Ein überraschendes Resultat der Umformung war, dass die Orthographie von 1895 in manchen Fällen der jetztigen Schreibung näher steht als die im 20. Jahrhundert üblich gewordene. Besonders die hier entstandene häufige Zusammenschreibung von Wörtern findet man bei Fontane noch nicht. Er schreibt - so wie jetzt wieder - 'kennen gelernt', 'übrig gelassen', 'frei geworden', 'frei geschaufelt', 'stehen geblieben', 'groß gezogen', 'gut sitzend' (für Kleidung) usw., und es gibt keinen einzigen Fall, wo das zu Irritationen führt. Überhaupt kommt man bei einem Vergleich der beiden Schriftbilder zu dem Ergebnis, dass die als Summe eines Jahrhunderts eingetretenen Veränderungen auf die Textwahrnehmung nahezu keinen Einfluss haben.

Das darstellerisch Neue
ist, dass alle Texte und Materialien für den Gebrauch am Bildschirm aufbereitet worden sind; alle technischen Möglichkeiten, die das elektronische Medium bietet, wurden genutzt.
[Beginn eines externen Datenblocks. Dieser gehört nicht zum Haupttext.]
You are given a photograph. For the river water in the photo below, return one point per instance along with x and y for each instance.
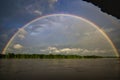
(60, 69)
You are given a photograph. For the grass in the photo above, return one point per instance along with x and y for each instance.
(49, 56)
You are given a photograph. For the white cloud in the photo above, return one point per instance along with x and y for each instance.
(64, 50)
(52, 2)
(22, 33)
(17, 46)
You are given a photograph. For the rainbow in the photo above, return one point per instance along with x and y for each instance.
(78, 17)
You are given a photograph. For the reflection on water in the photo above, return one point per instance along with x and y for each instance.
(59, 69)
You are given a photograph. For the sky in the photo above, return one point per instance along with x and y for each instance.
(14, 14)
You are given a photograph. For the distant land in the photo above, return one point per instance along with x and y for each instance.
(49, 56)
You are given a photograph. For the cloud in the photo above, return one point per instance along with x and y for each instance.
(64, 50)
(52, 2)
(17, 46)
(22, 33)
(38, 12)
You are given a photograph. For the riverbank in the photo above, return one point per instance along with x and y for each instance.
(50, 56)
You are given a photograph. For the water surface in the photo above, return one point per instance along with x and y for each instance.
(60, 69)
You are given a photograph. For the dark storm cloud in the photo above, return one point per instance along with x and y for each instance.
(110, 6)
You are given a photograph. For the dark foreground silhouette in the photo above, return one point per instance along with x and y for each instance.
(50, 56)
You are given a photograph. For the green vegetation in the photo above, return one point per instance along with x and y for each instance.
(49, 56)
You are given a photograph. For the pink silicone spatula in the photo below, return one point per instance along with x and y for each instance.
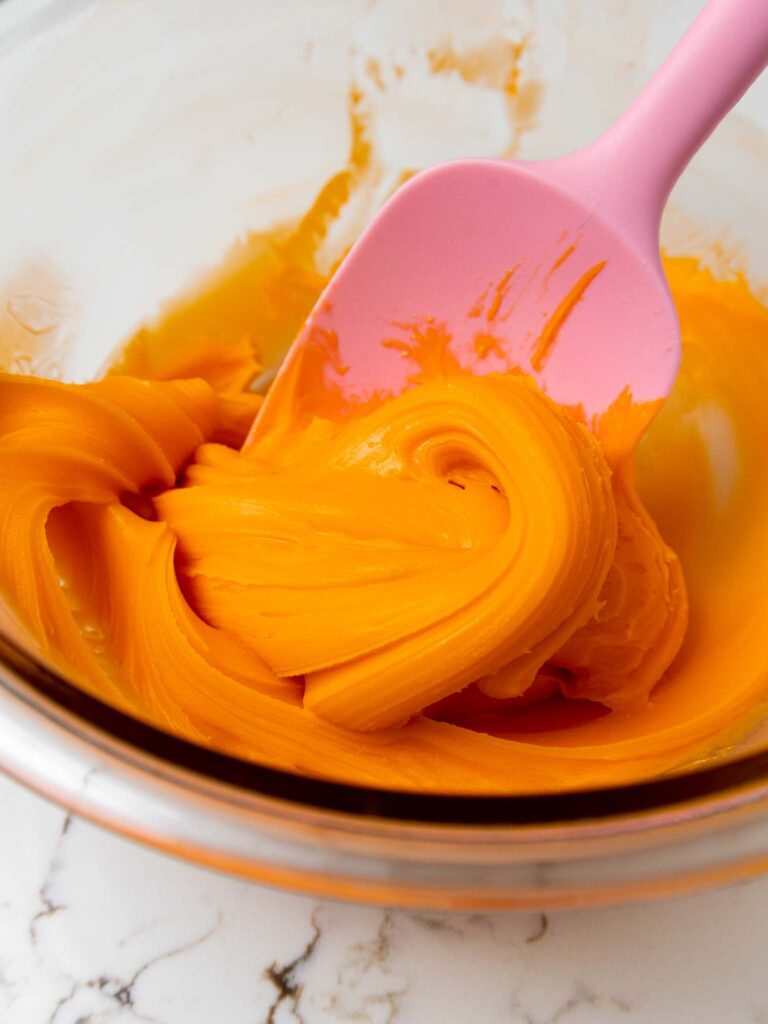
(552, 266)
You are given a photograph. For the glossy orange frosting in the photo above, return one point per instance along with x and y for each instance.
(460, 589)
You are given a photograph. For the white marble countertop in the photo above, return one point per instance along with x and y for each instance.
(94, 930)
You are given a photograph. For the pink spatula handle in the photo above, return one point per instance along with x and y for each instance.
(628, 172)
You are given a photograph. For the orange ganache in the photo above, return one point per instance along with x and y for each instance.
(459, 589)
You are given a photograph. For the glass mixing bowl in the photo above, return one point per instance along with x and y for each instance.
(139, 140)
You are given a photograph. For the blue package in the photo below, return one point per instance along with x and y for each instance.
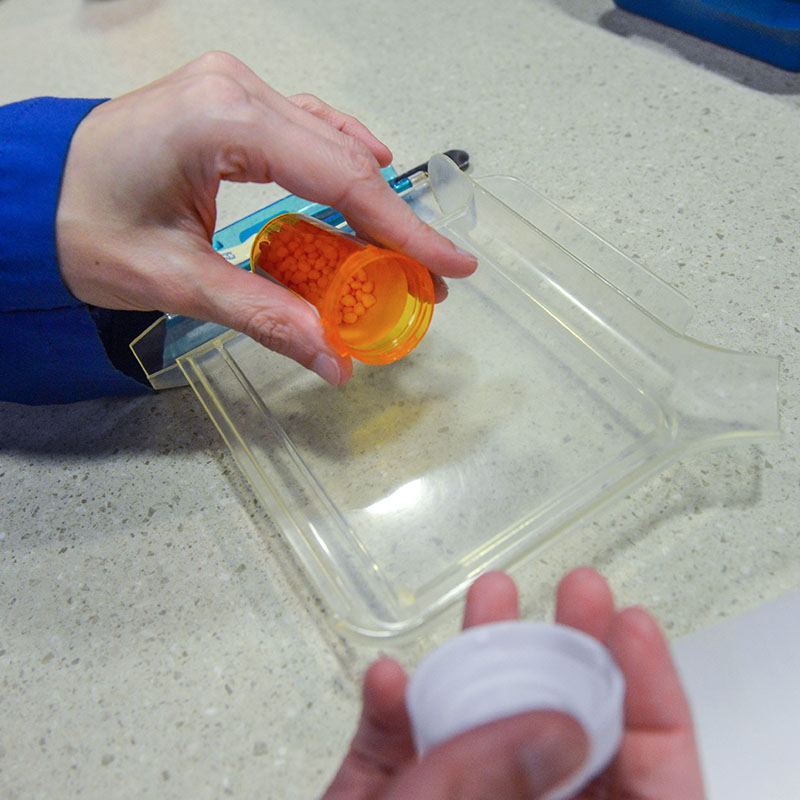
(768, 30)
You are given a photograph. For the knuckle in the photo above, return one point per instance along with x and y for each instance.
(360, 169)
(270, 329)
(308, 102)
(216, 89)
(218, 61)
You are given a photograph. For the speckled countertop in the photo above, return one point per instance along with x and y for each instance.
(156, 637)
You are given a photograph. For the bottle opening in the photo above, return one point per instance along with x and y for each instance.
(375, 304)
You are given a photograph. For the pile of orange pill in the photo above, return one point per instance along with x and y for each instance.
(304, 258)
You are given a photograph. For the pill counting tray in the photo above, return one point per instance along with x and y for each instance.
(550, 381)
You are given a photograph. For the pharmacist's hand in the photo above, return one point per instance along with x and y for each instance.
(138, 202)
(658, 757)
(527, 755)
(522, 757)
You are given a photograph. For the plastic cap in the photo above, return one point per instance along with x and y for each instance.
(495, 671)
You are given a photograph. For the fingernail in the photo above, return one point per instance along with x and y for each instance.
(551, 760)
(327, 368)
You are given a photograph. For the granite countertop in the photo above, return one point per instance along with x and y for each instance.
(157, 637)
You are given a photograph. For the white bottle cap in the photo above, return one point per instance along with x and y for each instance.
(495, 671)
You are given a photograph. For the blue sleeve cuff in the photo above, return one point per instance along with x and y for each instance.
(50, 349)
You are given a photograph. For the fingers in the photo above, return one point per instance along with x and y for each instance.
(382, 743)
(323, 155)
(654, 697)
(348, 125)
(268, 313)
(525, 756)
(492, 597)
(584, 601)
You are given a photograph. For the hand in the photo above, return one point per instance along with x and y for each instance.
(137, 208)
(528, 755)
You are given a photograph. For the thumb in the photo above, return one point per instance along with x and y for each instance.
(526, 756)
(267, 312)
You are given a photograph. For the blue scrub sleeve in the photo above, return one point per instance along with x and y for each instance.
(51, 344)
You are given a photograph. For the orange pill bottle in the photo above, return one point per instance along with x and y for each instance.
(375, 304)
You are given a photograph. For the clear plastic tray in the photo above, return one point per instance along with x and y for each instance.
(549, 382)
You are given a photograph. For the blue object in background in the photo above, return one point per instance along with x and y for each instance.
(768, 30)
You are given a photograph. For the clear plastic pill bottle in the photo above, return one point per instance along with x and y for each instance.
(375, 304)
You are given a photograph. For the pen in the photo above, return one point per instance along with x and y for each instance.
(400, 184)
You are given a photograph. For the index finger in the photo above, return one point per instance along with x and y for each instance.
(492, 598)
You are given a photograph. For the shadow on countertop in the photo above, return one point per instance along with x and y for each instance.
(162, 423)
(730, 64)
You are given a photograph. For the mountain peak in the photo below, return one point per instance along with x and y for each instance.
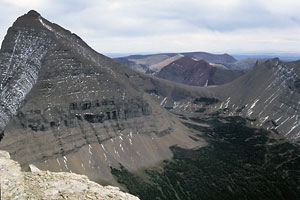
(33, 13)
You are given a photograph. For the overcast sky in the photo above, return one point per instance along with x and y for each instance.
(132, 26)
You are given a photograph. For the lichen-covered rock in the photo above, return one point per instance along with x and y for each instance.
(48, 185)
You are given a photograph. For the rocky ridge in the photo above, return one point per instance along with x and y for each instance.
(194, 72)
(79, 111)
(37, 184)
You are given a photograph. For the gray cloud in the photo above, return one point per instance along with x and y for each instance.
(177, 25)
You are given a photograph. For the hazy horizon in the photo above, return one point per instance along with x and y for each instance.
(233, 26)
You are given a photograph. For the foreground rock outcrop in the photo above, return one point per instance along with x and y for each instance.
(66, 108)
(48, 185)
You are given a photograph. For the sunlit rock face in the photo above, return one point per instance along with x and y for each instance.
(18, 185)
(76, 110)
(20, 59)
(269, 95)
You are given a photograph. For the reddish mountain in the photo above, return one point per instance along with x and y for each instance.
(190, 71)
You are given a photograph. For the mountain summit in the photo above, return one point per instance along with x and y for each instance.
(66, 107)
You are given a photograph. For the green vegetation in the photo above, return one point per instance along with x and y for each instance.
(240, 163)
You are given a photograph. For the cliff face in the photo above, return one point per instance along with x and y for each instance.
(48, 185)
(20, 59)
(197, 73)
(269, 95)
(79, 111)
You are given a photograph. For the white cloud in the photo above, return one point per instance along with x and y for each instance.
(171, 25)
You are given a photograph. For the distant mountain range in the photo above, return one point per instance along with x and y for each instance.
(194, 72)
(66, 108)
(193, 68)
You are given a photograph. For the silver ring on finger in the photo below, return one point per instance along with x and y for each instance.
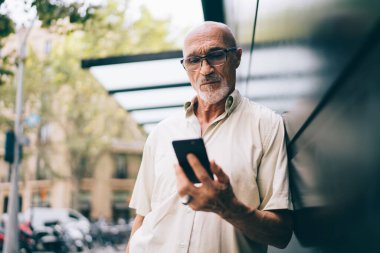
(185, 200)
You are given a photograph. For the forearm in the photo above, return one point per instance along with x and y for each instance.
(267, 227)
(136, 225)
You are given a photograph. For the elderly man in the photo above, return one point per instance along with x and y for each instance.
(246, 206)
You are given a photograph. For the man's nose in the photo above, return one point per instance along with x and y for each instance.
(206, 68)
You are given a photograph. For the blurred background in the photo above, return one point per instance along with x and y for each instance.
(98, 76)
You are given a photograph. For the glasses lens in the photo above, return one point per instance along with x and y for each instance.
(216, 58)
(192, 63)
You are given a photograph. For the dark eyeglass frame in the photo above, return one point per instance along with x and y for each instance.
(201, 58)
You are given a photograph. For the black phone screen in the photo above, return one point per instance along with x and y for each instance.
(196, 147)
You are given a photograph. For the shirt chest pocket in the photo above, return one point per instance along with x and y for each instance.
(165, 184)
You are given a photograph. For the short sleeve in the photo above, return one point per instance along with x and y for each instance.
(272, 177)
(142, 192)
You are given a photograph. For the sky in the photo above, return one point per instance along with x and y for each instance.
(183, 13)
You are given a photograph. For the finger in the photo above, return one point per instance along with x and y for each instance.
(219, 173)
(198, 169)
(184, 185)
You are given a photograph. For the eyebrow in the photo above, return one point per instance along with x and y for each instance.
(212, 49)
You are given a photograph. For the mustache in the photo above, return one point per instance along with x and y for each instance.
(209, 78)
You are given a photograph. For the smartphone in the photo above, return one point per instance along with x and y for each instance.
(196, 147)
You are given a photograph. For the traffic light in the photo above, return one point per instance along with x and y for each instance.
(10, 142)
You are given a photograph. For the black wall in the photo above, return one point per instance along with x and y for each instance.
(320, 61)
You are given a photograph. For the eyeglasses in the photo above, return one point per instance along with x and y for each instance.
(214, 58)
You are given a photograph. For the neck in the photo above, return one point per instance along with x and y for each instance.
(206, 113)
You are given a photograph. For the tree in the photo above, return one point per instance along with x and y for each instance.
(58, 90)
(49, 13)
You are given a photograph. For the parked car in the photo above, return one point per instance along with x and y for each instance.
(38, 216)
(67, 227)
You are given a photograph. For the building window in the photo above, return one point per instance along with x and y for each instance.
(121, 166)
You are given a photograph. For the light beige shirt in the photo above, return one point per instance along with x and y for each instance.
(247, 141)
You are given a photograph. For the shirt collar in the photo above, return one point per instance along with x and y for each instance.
(231, 103)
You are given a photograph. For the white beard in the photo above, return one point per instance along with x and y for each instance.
(212, 96)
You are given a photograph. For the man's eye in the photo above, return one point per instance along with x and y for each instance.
(193, 60)
(216, 55)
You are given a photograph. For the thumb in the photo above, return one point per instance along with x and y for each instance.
(219, 173)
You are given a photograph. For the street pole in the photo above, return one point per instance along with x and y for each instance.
(12, 231)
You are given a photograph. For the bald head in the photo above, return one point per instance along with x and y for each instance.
(210, 28)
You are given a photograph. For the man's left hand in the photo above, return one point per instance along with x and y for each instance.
(212, 194)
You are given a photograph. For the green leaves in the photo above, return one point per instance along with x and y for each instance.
(49, 13)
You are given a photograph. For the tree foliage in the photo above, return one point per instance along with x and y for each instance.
(70, 99)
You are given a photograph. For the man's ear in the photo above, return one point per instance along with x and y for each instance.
(239, 52)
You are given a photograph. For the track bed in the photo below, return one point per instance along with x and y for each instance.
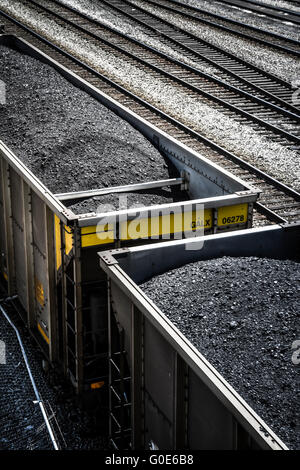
(241, 314)
(69, 140)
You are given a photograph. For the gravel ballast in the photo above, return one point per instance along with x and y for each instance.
(68, 139)
(242, 315)
(280, 64)
(126, 26)
(245, 16)
(277, 160)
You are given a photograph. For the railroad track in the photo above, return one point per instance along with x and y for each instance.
(282, 14)
(251, 33)
(274, 119)
(233, 70)
(278, 203)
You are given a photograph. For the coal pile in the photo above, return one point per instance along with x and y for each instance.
(122, 201)
(67, 138)
(242, 315)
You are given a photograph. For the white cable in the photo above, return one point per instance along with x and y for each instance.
(38, 397)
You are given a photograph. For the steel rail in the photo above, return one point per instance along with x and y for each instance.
(214, 62)
(295, 114)
(36, 392)
(250, 37)
(188, 131)
(257, 7)
(173, 77)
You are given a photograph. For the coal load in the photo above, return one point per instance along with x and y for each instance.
(67, 138)
(242, 315)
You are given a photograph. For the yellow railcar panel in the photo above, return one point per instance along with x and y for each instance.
(43, 334)
(68, 239)
(166, 224)
(237, 214)
(57, 242)
(97, 235)
(39, 292)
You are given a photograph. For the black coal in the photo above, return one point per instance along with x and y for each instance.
(242, 314)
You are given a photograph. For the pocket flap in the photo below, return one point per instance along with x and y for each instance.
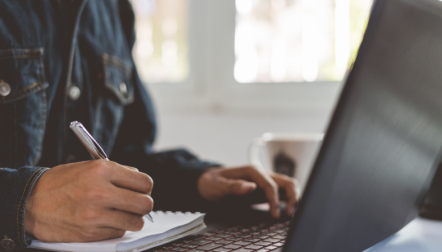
(117, 78)
(21, 73)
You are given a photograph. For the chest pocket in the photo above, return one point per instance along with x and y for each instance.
(116, 92)
(23, 106)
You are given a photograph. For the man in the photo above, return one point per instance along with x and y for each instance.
(62, 61)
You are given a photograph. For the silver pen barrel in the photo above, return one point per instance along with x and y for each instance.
(88, 141)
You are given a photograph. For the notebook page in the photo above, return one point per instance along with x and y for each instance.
(163, 221)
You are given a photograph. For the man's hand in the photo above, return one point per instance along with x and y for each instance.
(217, 183)
(88, 201)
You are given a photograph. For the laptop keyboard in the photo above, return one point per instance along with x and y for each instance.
(259, 238)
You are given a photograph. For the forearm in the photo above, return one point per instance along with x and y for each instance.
(15, 187)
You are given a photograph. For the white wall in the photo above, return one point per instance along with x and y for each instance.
(225, 136)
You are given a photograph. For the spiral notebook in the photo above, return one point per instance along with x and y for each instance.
(167, 226)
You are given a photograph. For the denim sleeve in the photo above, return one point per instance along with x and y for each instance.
(175, 172)
(15, 187)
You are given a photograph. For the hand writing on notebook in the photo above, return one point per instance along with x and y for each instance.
(220, 182)
(88, 201)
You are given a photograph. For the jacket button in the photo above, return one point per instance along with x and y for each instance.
(123, 88)
(5, 88)
(74, 93)
(7, 244)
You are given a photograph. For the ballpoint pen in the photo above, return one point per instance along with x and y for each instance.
(92, 146)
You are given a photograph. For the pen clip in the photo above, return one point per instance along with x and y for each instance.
(88, 141)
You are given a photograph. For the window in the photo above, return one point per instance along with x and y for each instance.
(297, 40)
(247, 54)
(160, 51)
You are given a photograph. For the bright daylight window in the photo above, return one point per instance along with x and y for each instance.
(161, 47)
(297, 40)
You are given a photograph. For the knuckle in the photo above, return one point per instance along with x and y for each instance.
(252, 168)
(95, 194)
(118, 233)
(147, 204)
(101, 168)
(88, 214)
(137, 223)
(147, 183)
(90, 235)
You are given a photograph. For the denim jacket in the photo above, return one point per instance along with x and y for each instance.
(62, 61)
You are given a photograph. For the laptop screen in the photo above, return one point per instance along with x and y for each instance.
(384, 140)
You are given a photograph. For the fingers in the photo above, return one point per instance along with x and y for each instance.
(130, 201)
(123, 176)
(235, 186)
(121, 220)
(99, 234)
(290, 187)
(264, 181)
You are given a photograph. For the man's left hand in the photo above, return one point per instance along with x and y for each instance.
(217, 183)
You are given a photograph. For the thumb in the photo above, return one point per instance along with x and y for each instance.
(238, 186)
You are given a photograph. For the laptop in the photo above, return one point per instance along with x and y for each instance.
(380, 151)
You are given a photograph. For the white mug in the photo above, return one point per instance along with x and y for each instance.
(291, 154)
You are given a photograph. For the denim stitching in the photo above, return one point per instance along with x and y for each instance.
(43, 114)
(40, 50)
(19, 57)
(20, 94)
(21, 199)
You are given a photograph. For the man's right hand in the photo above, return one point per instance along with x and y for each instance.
(88, 201)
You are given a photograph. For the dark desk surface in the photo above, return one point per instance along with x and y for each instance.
(224, 219)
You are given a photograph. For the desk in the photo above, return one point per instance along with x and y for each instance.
(420, 235)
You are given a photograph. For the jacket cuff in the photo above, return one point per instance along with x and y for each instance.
(15, 188)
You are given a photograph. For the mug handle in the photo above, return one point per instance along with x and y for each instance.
(254, 148)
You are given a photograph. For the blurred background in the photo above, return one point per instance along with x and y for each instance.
(224, 72)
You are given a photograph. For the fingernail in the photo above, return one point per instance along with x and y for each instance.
(276, 212)
(247, 187)
(291, 210)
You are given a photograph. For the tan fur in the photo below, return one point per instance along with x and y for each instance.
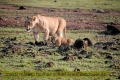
(85, 44)
(48, 25)
(62, 41)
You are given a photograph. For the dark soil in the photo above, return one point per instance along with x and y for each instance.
(76, 18)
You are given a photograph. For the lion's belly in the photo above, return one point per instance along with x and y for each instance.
(53, 28)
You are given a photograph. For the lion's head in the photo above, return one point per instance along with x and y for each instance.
(30, 23)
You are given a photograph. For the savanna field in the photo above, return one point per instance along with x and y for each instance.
(85, 19)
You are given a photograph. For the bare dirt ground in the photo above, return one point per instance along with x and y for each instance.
(76, 18)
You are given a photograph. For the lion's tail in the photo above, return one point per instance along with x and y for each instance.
(89, 41)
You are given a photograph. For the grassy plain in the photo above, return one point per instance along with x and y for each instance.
(18, 61)
(82, 4)
(15, 61)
Für den Kommentar ist schon durch die Unterscheidung nach Ebenen - der lebensweltlichen, der gestaltungsbezogenen, der Zitat-Ebene usw. - eine ungewöhnlich transparente Gliederung gegeben, doch können auch hier alle Texte sowohl Kapitel für Kapitel als auch komplett für die Ebenen im Ganzen eingelesen werden. Dass bei internen Verweisen hinter der benannten Stelle ein Link liegt, ist für ein solches System ebenso selbstverständlich wie die Suchmöglichkeit für einzelne Wörter oder Zeichen, doch der zusätzlich eingerichtete Index leistet noch mehr. Er stellt für den Roman ein gefiltertes, sortiertes Wörterverzeichnis dar, in dem man gezielt nach bestimmten Begriffen sehen und somit nach Art eines vollständigen Sachregisters auch entlegene Suchwörter auffinden kann.

Wert gelegt wurde schließlich auch auf die Möglichkeit eigener Einträge und Zusätze. Sie können dem Text kapitelweise hinzugefügt und in der Synopse mit aufgerufen werden. Und auch an eine Druckausgabe wurde gedacht. Für jede der Ebenen steht eine graphisch aufbereitete Druckfassung zur Verfügung, aus der gezielt die zum Druck bestimmten Seiten ausgewählt werden können. Insgesamt wurde die bequemste und selbstverständlichste Benutzbarkeit angestrebt, außer einigen allgemeinen Kenntnissen im Umgang mit dem Computer sollte kein weiteres Vorwissen nötig sein.

Wer sind die Verfasser?
Wie schon der im gleichen Verlag erschienene Kommentar zu Goethes Werther (C.C.Buchners Verlag, Bamberg 2003) ist auch dieser Kommentar das Resultat einer Zusammenarbeit zwischen einem Literaturhistoriker und einem Texttechnologen. Von Bernd W. Seiler (Jahrgang 1939), Professor an der Fakultät für Linguistik und Literaturwissenschaft an der Universität Bielefeld, stammen Inhalt und Gestaltung, von Jan-Torsten Milde (Jahrgang 1965), Professor für Informatik an der Fachhochschule Aalen, stammen das technische System und die Einrichtung der HTML-Ausgabe. Im Prinzip handelt es sich dabei um dieselbe Technologie, die für den Werther-Kommentar entwickelt worden ist, nur auf die andere Struktur des Fontane-Romans übertragen.

Ein Wort Lessings als Maßstab
Ob es sinnvoll ist, einen so verständlichen Roman wie "Effi Briest" überhaupt zu kommentieren, ist damit freilich nicht entschieden, und niemand wäre zu tadeln, der dieses Werk lieber ohne Kommentierung wahrnähme. Wissen ist stets nur ein Angebot, man muss es sich nicht aneignen. Umfang und Grenzen eines solchen Angebotes stehen allerdings auch für den Kommentierenden immer wieder in Frage. Schon Lessing hat im siebten Kapitel des Laokoon davor gewarnt, literarische Texte - in diesem Falle der Antike - mit einem Zuviel an Bildern und Erläuterungen zu versehen, dem Leser werde dadurch "die schönste Stelle, wenn Gott will, sehr deutlich, aber auch trefflich frostig" gemacht. So wenig es einen für alle verbindlichen Maßstab dabei auch gibt: hoffen wir, dass die Grenze zur Frostigkeit hier nicht überschritten worden ist.